The government, for instance, can legitimately use such a word for surveys, etc. But the term is problematic in an ecclesiastical context because a church which presents itself as a “denomination” must say that every other church also has the right to this term, even though your church may be better. The notion of a “denomination” functions outside of a normative description of the church. The concept works with the idea that all those groups being referred to are church, though some are better than others (or worth more, just like we speak of “denominations” of money).
There is a quote here in my notes; I believe it comes from Monsma (The Trial of Denominationalism): “Viewed from this vantage point, the terms true and false church are incomparable; there are no false churches, strictly speaking.
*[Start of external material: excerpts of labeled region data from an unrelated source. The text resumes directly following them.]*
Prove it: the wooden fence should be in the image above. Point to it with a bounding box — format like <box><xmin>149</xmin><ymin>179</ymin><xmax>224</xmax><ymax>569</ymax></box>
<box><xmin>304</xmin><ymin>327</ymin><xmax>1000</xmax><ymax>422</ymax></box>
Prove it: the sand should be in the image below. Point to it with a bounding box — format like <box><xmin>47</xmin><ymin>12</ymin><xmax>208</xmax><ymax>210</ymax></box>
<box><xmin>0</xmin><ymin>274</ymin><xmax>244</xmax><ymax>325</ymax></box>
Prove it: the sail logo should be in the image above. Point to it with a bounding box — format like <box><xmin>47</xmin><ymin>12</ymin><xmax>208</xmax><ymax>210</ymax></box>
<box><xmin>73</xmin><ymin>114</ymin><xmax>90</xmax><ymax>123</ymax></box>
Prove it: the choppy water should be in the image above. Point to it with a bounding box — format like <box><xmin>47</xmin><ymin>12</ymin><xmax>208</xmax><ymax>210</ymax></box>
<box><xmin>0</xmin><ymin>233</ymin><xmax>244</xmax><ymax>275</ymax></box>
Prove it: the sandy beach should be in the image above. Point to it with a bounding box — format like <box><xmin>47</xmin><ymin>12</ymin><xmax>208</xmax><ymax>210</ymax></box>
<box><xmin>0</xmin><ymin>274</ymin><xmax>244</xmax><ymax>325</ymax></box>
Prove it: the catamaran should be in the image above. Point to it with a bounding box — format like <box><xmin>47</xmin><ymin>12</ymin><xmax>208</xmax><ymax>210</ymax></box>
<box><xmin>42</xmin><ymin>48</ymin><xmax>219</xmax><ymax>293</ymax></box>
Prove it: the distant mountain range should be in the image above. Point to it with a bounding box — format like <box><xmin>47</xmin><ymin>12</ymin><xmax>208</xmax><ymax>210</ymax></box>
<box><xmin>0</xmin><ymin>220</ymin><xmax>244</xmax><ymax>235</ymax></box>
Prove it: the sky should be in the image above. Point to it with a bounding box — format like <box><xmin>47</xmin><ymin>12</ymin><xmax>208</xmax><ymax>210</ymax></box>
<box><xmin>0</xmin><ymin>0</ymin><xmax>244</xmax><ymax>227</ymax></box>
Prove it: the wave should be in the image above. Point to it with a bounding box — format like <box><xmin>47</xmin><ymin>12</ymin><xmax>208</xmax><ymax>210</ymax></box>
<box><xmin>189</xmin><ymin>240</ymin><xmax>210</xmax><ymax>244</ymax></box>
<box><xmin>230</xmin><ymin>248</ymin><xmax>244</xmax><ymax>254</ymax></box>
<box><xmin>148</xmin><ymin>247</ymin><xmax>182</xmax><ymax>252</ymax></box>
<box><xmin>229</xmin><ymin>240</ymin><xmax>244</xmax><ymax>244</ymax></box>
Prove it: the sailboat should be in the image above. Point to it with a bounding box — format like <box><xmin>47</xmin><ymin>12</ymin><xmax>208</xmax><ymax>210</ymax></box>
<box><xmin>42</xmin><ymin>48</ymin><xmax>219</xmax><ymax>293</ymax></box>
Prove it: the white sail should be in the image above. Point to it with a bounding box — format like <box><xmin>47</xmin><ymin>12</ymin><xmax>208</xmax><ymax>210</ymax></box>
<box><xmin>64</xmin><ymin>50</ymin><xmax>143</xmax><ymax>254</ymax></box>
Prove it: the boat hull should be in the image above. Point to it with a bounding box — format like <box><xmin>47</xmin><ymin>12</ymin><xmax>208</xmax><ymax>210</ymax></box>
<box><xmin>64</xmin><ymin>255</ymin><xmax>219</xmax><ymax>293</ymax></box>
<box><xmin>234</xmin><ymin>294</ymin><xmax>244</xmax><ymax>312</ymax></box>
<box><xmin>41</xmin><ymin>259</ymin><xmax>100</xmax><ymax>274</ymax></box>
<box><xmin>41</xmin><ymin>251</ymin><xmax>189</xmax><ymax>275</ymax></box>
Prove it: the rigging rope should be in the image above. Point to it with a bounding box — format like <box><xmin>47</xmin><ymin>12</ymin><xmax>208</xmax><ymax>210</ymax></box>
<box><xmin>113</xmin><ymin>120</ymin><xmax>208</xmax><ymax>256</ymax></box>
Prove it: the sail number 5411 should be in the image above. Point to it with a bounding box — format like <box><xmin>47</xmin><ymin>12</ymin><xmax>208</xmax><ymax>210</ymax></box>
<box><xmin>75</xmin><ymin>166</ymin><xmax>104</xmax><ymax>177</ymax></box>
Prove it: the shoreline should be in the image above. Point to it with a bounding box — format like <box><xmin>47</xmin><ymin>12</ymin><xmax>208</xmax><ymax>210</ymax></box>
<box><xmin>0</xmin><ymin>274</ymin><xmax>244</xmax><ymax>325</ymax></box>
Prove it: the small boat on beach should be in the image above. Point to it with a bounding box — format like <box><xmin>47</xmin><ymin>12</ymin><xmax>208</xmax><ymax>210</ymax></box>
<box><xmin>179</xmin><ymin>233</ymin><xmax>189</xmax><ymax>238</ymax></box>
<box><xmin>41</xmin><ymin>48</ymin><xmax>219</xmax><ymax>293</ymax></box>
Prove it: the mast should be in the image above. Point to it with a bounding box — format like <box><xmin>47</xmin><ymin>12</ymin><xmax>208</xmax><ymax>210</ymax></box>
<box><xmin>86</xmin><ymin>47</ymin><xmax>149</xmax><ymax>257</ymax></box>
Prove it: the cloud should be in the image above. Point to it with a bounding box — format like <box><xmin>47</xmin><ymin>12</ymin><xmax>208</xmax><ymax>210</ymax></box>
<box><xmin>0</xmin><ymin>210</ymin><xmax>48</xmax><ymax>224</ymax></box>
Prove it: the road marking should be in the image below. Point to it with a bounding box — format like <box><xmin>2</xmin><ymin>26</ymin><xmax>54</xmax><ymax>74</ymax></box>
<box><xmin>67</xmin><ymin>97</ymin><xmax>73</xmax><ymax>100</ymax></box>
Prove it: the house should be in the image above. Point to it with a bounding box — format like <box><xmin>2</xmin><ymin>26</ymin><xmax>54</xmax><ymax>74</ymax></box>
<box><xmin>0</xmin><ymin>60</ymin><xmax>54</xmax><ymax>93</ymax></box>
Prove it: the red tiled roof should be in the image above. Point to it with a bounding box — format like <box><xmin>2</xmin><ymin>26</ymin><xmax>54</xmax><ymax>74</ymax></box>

When a church becomes false, it ceases to be a church. But there are less perfect and more perfect churches, as there are less pure and more pure confessions.” Gootjes noted that this perspective puts Monsma at odds with the Belgic Confession. Monsma says that the words “true” and “false” cannot be applied to churches. In their place, he wants to use “denomination.”
Now Dr. Gootjes said a lot, lot more on this topic, but I’ll leave it at that. Let it suffice to say that the word “denomination” does carry theological baggage with it and what we confess can’t be found in that baggage. So, when we innocently (or perhaps advisedly) adopt the use of this word, we’re also in danger of being saddled with that baggage.